April 20, 2008 — Fresh local produce and a taste of adventure await those venturing out to Creque Farm on a Sunday afternoon, preferably in a four-wheel drive vehicle.
Go north of Frederiksted along the coast and turn right on Creque Road. It is just over three miles to the farm turn-off. But it will take 20 minutes to wind your way into the shady forest through passes lined with craggy, mossy rock faces, past Creque Dam and along the stream that feeds it, slowly upward.
The temperature drops a little as you get higher up and deeper into the forest, providing relief on the hottest days. A mile and one-half past Camp Mt. Victory, you'll see a couple of hand-painted signs on the left: "Creque Farm" and "Tomatoes" with an arrow.
The pavement ends and road gets rough and narrow. Verdant hills and valleys, pastures and forest, with occasional distant glimpses of the ocean far below grace the view. After cresting one last hill, the market comes into view.

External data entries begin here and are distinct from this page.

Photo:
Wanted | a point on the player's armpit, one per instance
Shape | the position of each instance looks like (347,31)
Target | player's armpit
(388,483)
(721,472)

The Sunday market began just a few weeks ago, but has already become a big outlet for the farm's produce and a crowd-gathering affair.
"We are going to keep doing it all summer, said Ben Jones, executive director and founding partner at the farm. "We are inviting other farmers to come join us up here and sell their produce on Sundays too."
The Creque Farm is the working name of the V.I. Sustainable Farming Institute. It is an educational organization emphasizing working with the environment and bringing the community together, encouraging personal growth, self-awareness and community development, using healthy agriculture and a sustainable farm design as part of the educational experience.
This past Sunday a diverse crowd came out: tourists, St. Croix residents, snowbirds, families with children and infants, couples on an outing.
Pounds and pounds of just-picked tomatoes filled boxes out front. Sheet pans of sliced tomatoes were up on the roof, drying in the blazing sun.
A young lady, not part of the farm, was selling jewelry at a table. People milled through the produce piled on tables in the rustic, open-air building of wood and stone. Seeing friends by chance who had the same notion for a Sunday drive, folks sat and chatted at huge slab mahogany tables on the pavilion's shaded balcony while jazz and alternative rock played in the background.
Down below, fat hens scratched and clucked. Old dogs wandered about. Trails led off into the woods to the many garden plots and farmers housing.
Bearded guys with blond dreadlocks and bandannas suggested a certain earthily alternative style wherein a hackysack or Frisbee might appear.
The friendly interns and staff of the farm certainly know their stuff. Farm Produce Manager Amy Talarico rattled off the breeds of produce and their different qualities. Right now there are Sungold cherry tomatoes; a yellow, super-sweet, very flavorful variety; and Bush Early Bird slicing tomatoes, she explained. There are Kurume, Fairy Tale, Rosa Bianca and the more common Dusky eggplant varietals; Purple, Thai and Italian Genovese basil, along with mint and sage. Tatsoi, a Chinese green not unlike bok choy, but a bit more like mustard or spinach, is in abundance. Peppers and cucumbers abound.
Soon, mango, pineapple and passion fruit will be coming in, Jones said.